В лазарете отец распрощался с сыном и ушел. Мальчик погрузился в себя, переживая разлуку. Палата была пустая, только в углу на кровати кто-то лежал. Это был кадет 1-го класса Дмитрий Головин, перенесший сыпной тиф и теперь лежал в палате выздоравливающих.
Митя поднялся с кровати, надел халат и направился к новичку. То чувство, которое охватило сейчас новичка, было ведомо когда-то и Мите. Чтоб рассеять мрачное настроение, Митя завязал разговор с новичком. Постепенно Митя стал знакомить новичка с «премудростями» кадетской жизни. — «Пояс должен быть затянут так, чтоб нельзя было засунуть за него палец; складки на рубашке должны быть сзади», — при этом он затягивал халат и наглядно показывал новичку. «Штраф» — это не денежное взыскание, а стояние в положении «смирно» столько времени, сколько назначит дежурный офицер или воспитатель». Внимательно слушал новичек своего нового друга. «Если кто тебя обидит или побьет — Боже сохрани, ходить жаловаться начальству. Лучше постарайся сразу же дать «сдачи»…»

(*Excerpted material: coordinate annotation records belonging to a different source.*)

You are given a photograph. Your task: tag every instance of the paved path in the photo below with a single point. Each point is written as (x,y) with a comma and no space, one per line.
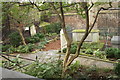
(46,56)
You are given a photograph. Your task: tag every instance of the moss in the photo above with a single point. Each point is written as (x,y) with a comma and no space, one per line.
(44,24)
(83,30)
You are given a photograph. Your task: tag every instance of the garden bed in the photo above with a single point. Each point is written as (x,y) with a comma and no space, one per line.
(97,50)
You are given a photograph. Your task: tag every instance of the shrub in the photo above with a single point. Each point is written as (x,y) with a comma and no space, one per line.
(25,48)
(5,47)
(22,48)
(117,54)
(89,51)
(15,39)
(72,50)
(117,69)
(53,28)
(110,52)
(36,38)
(45,70)
(100,54)
(93,45)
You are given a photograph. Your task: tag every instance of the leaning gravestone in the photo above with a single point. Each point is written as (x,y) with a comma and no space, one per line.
(63,40)
(32,30)
(115,41)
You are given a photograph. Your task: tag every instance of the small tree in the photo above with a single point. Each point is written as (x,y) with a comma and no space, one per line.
(84,6)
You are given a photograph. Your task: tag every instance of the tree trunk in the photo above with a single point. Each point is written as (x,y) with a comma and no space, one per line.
(21,34)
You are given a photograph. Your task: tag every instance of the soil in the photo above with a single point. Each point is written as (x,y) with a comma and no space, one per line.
(54,45)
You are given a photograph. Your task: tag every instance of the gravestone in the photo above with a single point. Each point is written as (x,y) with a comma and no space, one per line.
(63,40)
(115,41)
(32,30)
(79,33)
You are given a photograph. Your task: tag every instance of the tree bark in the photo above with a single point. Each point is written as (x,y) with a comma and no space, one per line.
(22,37)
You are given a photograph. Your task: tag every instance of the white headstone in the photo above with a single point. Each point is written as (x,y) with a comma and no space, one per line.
(32,30)
(115,40)
(63,40)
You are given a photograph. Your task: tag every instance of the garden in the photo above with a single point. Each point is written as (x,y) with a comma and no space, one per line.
(48,41)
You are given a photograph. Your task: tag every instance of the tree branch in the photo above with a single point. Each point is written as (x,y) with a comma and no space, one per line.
(91,6)
(50,8)
(110,6)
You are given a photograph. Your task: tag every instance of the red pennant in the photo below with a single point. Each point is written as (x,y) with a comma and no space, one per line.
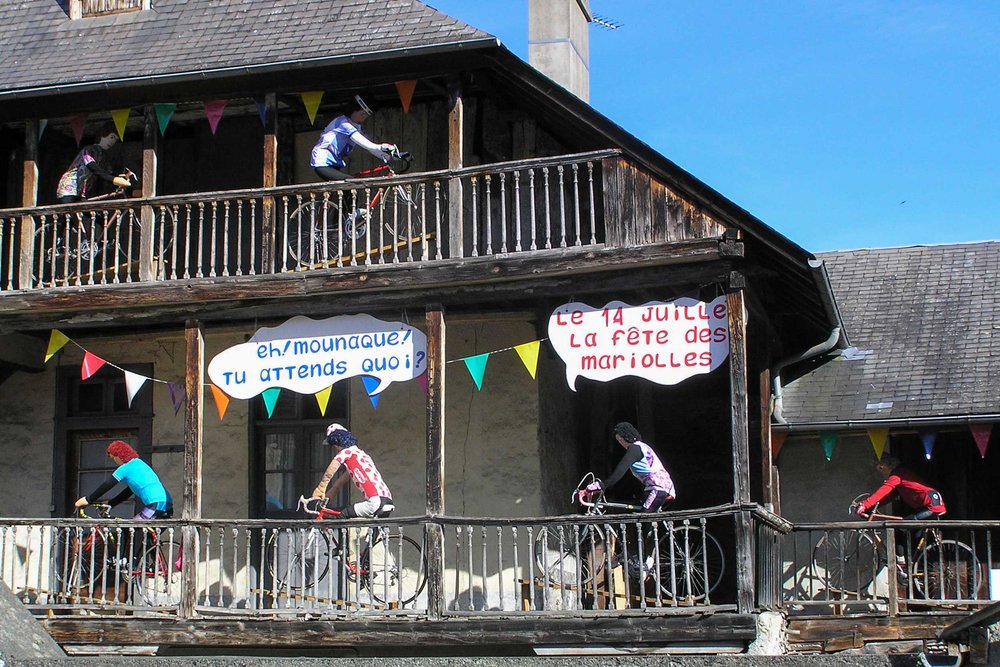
(91,364)
(981,432)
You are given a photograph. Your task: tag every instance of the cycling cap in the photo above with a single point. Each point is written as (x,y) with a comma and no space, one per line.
(122,450)
(361,105)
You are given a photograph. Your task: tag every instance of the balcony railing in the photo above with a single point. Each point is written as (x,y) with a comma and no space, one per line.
(497,209)
(671,563)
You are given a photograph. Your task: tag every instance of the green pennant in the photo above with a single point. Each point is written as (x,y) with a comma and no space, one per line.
(477,367)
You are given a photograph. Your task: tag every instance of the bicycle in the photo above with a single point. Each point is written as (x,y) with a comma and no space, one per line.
(100,559)
(686,562)
(98,242)
(934,568)
(391,567)
(319,231)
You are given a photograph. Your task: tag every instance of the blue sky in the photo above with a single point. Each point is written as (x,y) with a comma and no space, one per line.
(840,123)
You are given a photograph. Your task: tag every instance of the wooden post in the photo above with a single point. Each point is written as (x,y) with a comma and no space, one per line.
(435,458)
(194,386)
(268,245)
(29,198)
(147,234)
(456,217)
(741,446)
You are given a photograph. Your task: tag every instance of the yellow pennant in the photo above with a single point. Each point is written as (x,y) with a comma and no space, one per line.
(311,101)
(56,341)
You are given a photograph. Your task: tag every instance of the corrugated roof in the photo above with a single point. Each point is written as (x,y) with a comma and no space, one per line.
(42,47)
(925,322)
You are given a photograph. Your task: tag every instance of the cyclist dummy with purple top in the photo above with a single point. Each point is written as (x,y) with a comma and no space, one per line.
(339,138)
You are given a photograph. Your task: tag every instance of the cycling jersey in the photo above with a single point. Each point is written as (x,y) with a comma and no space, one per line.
(363,472)
(911,490)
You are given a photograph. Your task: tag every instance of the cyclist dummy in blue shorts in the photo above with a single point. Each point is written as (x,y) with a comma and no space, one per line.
(141,481)
(339,138)
(79,179)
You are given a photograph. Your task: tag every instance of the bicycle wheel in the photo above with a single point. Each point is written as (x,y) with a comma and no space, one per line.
(848,560)
(691,567)
(565,553)
(298,559)
(158,581)
(946,570)
(393,570)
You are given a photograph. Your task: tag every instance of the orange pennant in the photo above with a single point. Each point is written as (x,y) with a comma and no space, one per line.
(91,364)
(405,90)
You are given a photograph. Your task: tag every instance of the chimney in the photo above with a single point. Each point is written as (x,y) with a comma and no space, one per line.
(559,44)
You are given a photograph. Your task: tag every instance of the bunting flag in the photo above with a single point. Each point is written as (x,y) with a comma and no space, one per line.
(311,102)
(164,111)
(91,364)
(177,395)
(477,367)
(927,438)
(213,111)
(133,383)
(371,384)
(261,109)
(270,397)
(57,340)
(529,355)
(777,442)
(878,436)
(981,433)
(221,400)
(323,399)
(405,90)
(829,440)
(120,117)
(78,122)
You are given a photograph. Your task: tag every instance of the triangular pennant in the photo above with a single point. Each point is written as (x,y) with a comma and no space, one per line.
(261,109)
(270,397)
(78,122)
(133,383)
(829,440)
(91,364)
(120,117)
(371,384)
(221,400)
(529,355)
(777,442)
(164,110)
(927,438)
(878,436)
(311,101)
(177,395)
(213,111)
(981,433)
(405,90)
(477,367)
(57,340)
(323,399)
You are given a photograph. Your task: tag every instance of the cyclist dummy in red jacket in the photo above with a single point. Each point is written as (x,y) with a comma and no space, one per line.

Через три дня в лазарет пришел брат новичка, чтоб отвести его в 3-ю сотню. Брат был во 2-ой сотне, а поступил в корпус весной 1921 года.

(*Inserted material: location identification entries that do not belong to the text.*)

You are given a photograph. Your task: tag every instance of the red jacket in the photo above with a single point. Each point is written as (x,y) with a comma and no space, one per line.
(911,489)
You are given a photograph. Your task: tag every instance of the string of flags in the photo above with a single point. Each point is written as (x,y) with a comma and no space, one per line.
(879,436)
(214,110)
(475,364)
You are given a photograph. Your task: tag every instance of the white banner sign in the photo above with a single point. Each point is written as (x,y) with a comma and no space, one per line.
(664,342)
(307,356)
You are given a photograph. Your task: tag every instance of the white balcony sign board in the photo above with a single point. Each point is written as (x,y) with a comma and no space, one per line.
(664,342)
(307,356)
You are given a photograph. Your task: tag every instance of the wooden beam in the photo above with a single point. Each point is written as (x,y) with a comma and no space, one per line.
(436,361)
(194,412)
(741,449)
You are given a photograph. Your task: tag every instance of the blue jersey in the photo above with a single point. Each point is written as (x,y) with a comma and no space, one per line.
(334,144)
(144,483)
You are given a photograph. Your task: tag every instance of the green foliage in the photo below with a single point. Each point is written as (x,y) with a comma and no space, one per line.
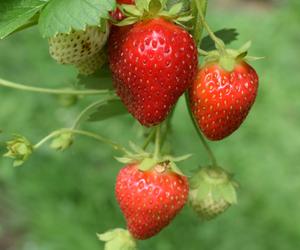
(17,13)
(59,201)
(227,35)
(55,16)
(108,109)
(61,16)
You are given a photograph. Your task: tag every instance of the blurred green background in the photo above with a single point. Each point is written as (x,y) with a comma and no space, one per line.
(58,201)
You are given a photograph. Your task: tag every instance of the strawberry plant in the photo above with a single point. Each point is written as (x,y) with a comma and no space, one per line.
(138,58)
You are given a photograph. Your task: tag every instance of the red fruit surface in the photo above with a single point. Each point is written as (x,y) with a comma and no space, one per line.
(153,62)
(221,100)
(150,200)
(117,14)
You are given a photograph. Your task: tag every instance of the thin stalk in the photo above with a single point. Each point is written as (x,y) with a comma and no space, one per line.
(14,85)
(157,143)
(87,111)
(198,28)
(168,127)
(219,43)
(205,144)
(149,139)
(97,137)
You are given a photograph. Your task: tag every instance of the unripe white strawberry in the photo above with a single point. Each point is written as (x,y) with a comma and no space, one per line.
(211,192)
(77,46)
(91,64)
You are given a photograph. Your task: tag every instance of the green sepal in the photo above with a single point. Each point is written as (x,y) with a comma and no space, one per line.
(176,159)
(175,169)
(62,142)
(19,149)
(136,148)
(127,21)
(228,62)
(148,9)
(131,10)
(118,239)
(155,6)
(124,160)
(142,5)
(214,182)
(147,164)
(176,9)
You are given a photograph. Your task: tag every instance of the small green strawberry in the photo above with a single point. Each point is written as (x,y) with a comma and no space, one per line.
(77,46)
(118,239)
(91,64)
(19,149)
(212,192)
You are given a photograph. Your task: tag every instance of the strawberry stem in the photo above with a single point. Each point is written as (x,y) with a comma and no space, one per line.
(157,143)
(204,142)
(198,28)
(97,137)
(218,42)
(13,85)
(149,138)
(84,114)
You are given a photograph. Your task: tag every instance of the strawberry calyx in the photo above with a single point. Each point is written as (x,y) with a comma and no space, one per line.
(118,239)
(215,183)
(149,161)
(149,9)
(228,58)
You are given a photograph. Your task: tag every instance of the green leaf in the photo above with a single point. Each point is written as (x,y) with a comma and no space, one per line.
(107,110)
(203,191)
(185,4)
(61,16)
(227,35)
(131,10)
(17,13)
(101,79)
(176,9)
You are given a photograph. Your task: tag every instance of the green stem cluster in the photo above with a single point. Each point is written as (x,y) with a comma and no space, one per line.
(204,142)
(97,137)
(18,86)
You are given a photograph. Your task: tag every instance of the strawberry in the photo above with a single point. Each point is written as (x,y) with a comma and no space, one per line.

Пришла сестра милосердная и позвала новичка купаться. Но когда она хотела его раздеть и мыть, — новичек заартачился. Неизвестно, чем бы это все кончилось, если бы не вмешался брат. Новичек был выпущен из лазарета немытый.
Дежурным офицером в тот день в 3-й сотне был полковник Захаров, по прозвищу «телок». Братья подошли к «парадной» двери барака; здесь они распрощались и новичек переступил порог своей новой жизни. Явившись дежурному офицеру, как его научил в лазарете Митя, он озадачил «телка»…

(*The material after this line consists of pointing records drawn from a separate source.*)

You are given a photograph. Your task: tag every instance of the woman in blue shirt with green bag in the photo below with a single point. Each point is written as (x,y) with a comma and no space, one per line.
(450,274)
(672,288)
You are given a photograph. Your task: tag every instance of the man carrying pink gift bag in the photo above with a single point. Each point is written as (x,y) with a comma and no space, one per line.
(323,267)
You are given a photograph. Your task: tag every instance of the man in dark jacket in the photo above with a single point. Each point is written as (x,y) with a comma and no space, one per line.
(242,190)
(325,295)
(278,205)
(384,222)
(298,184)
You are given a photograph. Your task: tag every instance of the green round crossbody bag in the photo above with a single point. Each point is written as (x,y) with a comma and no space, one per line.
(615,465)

«Шапошников, Шапошников…» как эхо раздалось по всем углам барака. Перед дежурным офицером вырос 14-ти летний казаченок в папахе с георгиевской медалью на груди (за спасение знамени в Гражданскую войну) — Старший кадет Младшего Приготовительного Класса. «Телок» вручил ему новичка. Шапошников распорядился принести складную койку, потеснить кровати — сделать место для новой; принести соломенные матрас и подушку, выдал одеяло, кружку, котелок, ложку, книги, тетради, карандаш. После этого отвел новичка к одному из калмыков — под 00 выстричь волосы. После всего этого повалили ребята знакомиться с новичком. Одни подходили и приветливо обменивались фразами, другие подкрадывались и старались ударить незаметно пли ущипнуть. Калмычек Содман, увидев злые намерения некоторых, пригрозил, что если кто обидит новичка, то будет иметь дело с ним, с Содманом. Содман считался в классе силачем и поэтому его уважали и побаивались. А потом стали приходить и из старших классов. Тогда в 3-й сотне было много калмычат – простодушных и незлобивых детей Донских степей.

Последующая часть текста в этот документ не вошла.